MagicStack / uvloop

Ultra fast asyncio event loop.
Apache License 2.0
10.44k stars 548 forks source link

Information exposure bug: response leaking to wrong requests in `uvicorn`-based server under heavy load #645

Open MarkusSintonen opened 6 days ago

MarkusSintonen commented 6 days ago

We encountered a very nasty data leakage bug with uvloop. It is leaking responses to incorrect HTTP requests in a uvicorn based server under a heavy load. This caused some users data to leak into requests of other users leading to a incorrect information exposure.

This issue is caused solely by uvloop as removal of it fixed the issue. Relying on vanilla asyncio does not have the same issue.

The issue happened under high load situations. The service processes some 800 million requests per day but 100 requests in a day had the wrong responses from other concurrently happening requests. It seemed to happen in a situations when there is a higher load. Also the issue sometimes correlated with other issues we experienced with uvloop:

Sometimes we observed these strange and bad looking RuntimeErrors coming from depths of uvloop at about same time as we saw the incorrect responses coming from requests. But this did not happen always in correlation. (The above errors also got fixed by removal of uvloop).

I haven't been able to reproduce this as it seems to only happen under heavy load situations and rarely enough (but still bad to leak information).

It seems uvloop might have some major issues in its TCP/socket/stream implementation that it tries to some times use incorrect already used socket like the RuntimeErrors would hint. Not sure is it actually related to the data leakage issue.

Kludex commented 6 days ago

Is this duplicated of https://github.com/MagicStack/uvloop/issues/631 ?

MarkusSintonen commented 6 days ago

Is this duplicated of #631 ?

I dont know, that seems to be about handling multiple requests for the same path the response took longer than expected to arrive at the client.. So something about performance. But it could be related.

MarkusSintonen commented 6 days ago

I hope eg uvicorn would drop usage of uvloop when doing pip install 'uvicorn[standard]'. It seems uvloop has quite a big amount issues currently in its connection handling implementation (the mentioned RuntimeError bugs etc). Also the perf claims it has in README are questionable (https://github.com/MagicStack/uvloop/issues/566).

todddialpad commented 2 days ago

I have been experiencing failures when under heavy load.
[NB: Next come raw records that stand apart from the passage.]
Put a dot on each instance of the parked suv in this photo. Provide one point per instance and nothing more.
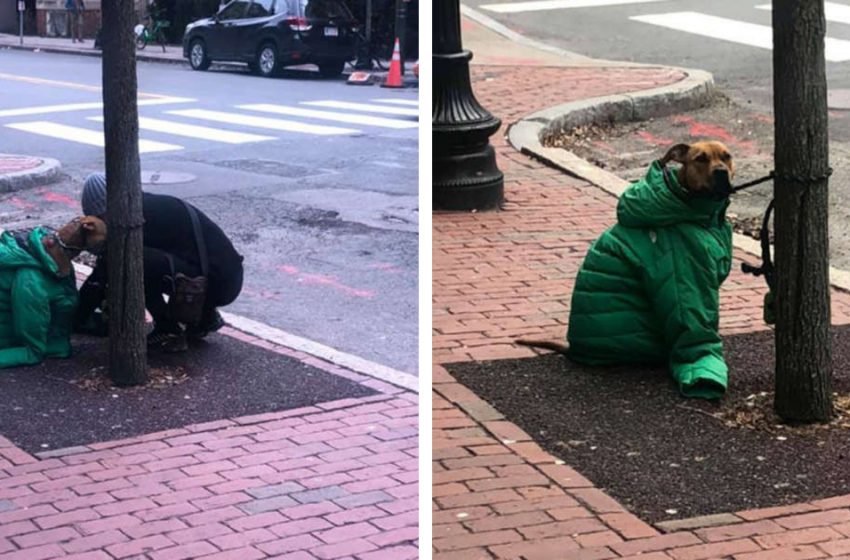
(271, 34)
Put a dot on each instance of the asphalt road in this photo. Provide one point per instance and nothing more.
(722, 37)
(320, 196)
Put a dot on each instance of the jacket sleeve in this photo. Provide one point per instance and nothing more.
(30, 320)
(685, 294)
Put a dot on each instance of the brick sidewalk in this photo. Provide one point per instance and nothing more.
(498, 276)
(337, 480)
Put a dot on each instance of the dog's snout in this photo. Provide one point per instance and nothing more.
(720, 174)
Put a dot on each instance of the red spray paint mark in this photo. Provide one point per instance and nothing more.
(711, 130)
(22, 204)
(323, 280)
(262, 294)
(652, 139)
(605, 146)
(60, 198)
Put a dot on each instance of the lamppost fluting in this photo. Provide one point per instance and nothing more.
(465, 175)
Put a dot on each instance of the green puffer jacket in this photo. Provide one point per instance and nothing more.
(647, 291)
(36, 304)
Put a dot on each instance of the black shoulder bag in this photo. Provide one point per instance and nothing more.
(186, 304)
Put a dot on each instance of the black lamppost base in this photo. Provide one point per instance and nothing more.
(465, 174)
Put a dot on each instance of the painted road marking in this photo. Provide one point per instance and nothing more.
(262, 122)
(365, 107)
(837, 50)
(195, 131)
(349, 361)
(69, 85)
(538, 5)
(85, 136)
(85, 106)
(329, 115)
(411, 102)
(838, 13)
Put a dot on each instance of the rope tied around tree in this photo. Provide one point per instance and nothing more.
(766, 269)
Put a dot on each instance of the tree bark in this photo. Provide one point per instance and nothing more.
(127, 344)
(803, 379)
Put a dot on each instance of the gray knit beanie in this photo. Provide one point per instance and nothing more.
(94, 195)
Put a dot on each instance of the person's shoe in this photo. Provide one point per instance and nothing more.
(168, 342)
(201, 331)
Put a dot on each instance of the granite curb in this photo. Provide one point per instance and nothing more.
(690, 93)
(47, 172)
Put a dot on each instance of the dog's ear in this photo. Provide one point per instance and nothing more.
(677, 153)
(88, 223)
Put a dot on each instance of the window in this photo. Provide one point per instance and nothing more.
(261, 8)
(324, 9)
(234, 10)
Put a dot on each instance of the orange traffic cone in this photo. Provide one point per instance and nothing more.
(394, 77)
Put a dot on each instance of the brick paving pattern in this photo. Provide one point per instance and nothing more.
(338, 480)
(498, 276)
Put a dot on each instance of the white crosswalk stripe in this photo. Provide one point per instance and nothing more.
(381, 113)
(538, 5)
(837, 50)
(839, 13)
(364, 107)
(262, 122)
(410, 102)
(69, 107)
(195, 131)
(329, 115)
(85, 136)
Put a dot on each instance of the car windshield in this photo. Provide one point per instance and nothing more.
(324, 9)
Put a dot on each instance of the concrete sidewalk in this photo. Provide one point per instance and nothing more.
(499, 276)
(151, 53)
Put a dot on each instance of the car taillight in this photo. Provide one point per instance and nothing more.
(298, 24)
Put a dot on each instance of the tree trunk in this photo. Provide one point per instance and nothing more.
(803, 347)
(127, 345)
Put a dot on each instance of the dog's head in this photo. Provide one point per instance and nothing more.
(87, 233)
(707, 168)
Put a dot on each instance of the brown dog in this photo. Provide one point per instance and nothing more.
(707, 170)
(704, 165)
(86, 233)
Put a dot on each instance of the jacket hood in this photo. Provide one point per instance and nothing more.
(12, 255)
(652, 203)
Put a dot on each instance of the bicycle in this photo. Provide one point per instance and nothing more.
(371, 53)
(145, 35)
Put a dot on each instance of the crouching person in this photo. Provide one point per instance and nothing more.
(180, 241)
(38, 292)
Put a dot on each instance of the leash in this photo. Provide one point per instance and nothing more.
(766, 269)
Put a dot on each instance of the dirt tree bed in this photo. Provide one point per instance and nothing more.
(64, 403)
(664, 457)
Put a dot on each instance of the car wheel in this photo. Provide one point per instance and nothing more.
(198, 58)
(331, 68)
(267, 62)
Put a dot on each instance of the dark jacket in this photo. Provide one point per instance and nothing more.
(168, 228)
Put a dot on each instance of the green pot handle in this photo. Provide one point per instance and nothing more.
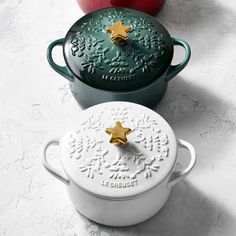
(174, 70)
(62, 70)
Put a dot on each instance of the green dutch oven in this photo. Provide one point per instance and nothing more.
(118, 54)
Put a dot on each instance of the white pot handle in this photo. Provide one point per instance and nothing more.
(46, 164)
(176, 176)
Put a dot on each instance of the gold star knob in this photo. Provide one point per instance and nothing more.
(118, 134)
(118, 32)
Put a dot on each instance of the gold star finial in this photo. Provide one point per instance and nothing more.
(118, 134)
(118, 32)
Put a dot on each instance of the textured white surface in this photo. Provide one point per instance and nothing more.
(36, 104)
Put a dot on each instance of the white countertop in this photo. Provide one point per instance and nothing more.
(36, 104)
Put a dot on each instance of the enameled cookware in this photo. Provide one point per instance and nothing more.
(151, 7)
(118, 162)
(118, 54)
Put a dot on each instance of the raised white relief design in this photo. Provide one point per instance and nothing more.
(79, 144)
(145, 122)
(118, 168)
(147, 167)
(119, 114)
(142, 160)
(155, 142)
(93, 165)
(93, 122)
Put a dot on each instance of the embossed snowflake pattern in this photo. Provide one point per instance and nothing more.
(152, 142)
(94, 24)
(117, 15)
(80, 43)
(118, 64)
(91, 64)
(118, 168)
(81, 144)
(93, 165)
(147, 167)
(119, 114)
(139, 24)
(93, 122)
(144, 122)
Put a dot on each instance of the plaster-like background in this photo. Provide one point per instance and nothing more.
(36, 104)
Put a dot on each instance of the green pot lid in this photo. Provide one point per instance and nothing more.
(118, 49)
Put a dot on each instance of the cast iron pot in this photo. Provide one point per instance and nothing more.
(118, 54)
(151, 7)
(118, 162)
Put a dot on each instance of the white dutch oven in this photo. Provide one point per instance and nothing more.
(116, 184)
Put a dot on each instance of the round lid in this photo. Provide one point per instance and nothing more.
(118, 150)
(118, 49)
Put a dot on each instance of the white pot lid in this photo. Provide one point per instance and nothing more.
(111, 171)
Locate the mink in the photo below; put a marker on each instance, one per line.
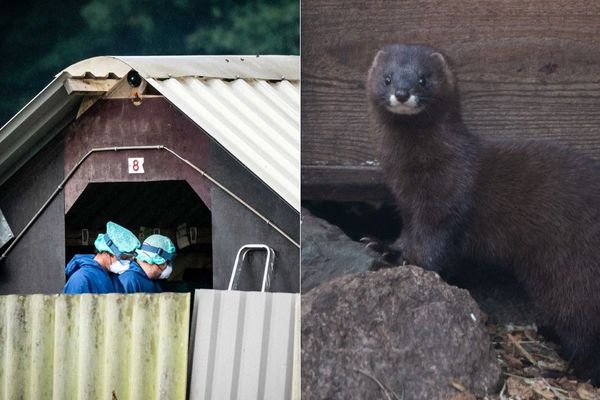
(530, 207)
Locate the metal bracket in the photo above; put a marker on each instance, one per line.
(237, 266)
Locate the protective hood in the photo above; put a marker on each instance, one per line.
(80, 261)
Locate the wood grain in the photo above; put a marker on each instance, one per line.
(525, 69)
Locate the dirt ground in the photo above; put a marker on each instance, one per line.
(532, 369)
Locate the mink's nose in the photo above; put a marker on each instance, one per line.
(402, 95)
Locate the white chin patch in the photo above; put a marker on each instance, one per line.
(409, 107)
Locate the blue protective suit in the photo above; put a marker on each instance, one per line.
(85, 275)
(135, 280)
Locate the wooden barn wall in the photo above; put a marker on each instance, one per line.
(526, 69)
(36, 264)
(120, 123)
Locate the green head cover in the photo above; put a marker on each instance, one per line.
(156, 249)
(116, 240)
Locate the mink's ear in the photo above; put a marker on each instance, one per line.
(377, 57)
(442, 62)
(375, 61)
(440, 59)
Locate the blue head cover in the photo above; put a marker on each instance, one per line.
(117, 240)
(156, 249)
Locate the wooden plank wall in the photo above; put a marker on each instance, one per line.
(526, 69)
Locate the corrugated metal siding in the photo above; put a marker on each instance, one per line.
(246, 346)
(257, 121)
(94, 346)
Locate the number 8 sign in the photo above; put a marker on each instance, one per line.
(136, 165)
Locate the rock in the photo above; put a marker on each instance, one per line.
(328, 253)
(401, 330)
This started with the aiohttp/aiohappyeyeballs changes in that projects 3.10.0 release. After some deep-diving I think the key change was that project's switch from allowing loop.create_connection to create and connect the underlying socket/file descriptor, to manually creating and connecting the socket and then passing the sock argument to loop.create_connection.

I'm guessing there is a problem with socket ownership, especially when an exception happens during the loop.create_connection call. I'm not completely sure of the exact code path, but to test the idea, I've tried the following patch

diff --git a/uvloop/loop.pyx b/uvloop/loop.pyx
index f9a5a23..9797684 100644
--- a/uvloop/loop.pyx
+++ b/uvloop/loop.pyx
@@ -1877,6 +1877,7 @@ cdef class Loop:
             AddrInfo ai_local = None
             AddrInfo ai_remote
             TCPTransport tr
+            int sockfd

             system.addrinfo *rai = NULL
             system.addrinfo *lai = NULL
@@ -2060,8 +2061,9 @@ cdef class Loop:
             waiter = self._new_future()
             tr = TCPTransport.new(self, protocol, None, waiter, context)
             try:
+                sockfd = sock.detach()
                 # libuv will make socket non-blocking
-                tr._open(sock.fileno())
+                tr._open(sockfd)
                 tr._init_protocol()
                 await waiter
             except (KeyboardInterrupt, SystemExit):
@@ -2075,8 +2077,6 @@ cdef class Loop:
                 tr._close()
                 raise

-            tr._attach_fileobj(sock)
-
         if ssl:
             app_transport = protocol._get_app_transport(context)
             try:

and the failures have gone away.

1st1 commented 21 hours ago

Interesting. We'll get this PR merged likely in a week. Thanks for the thorough investigation and good issue full of details.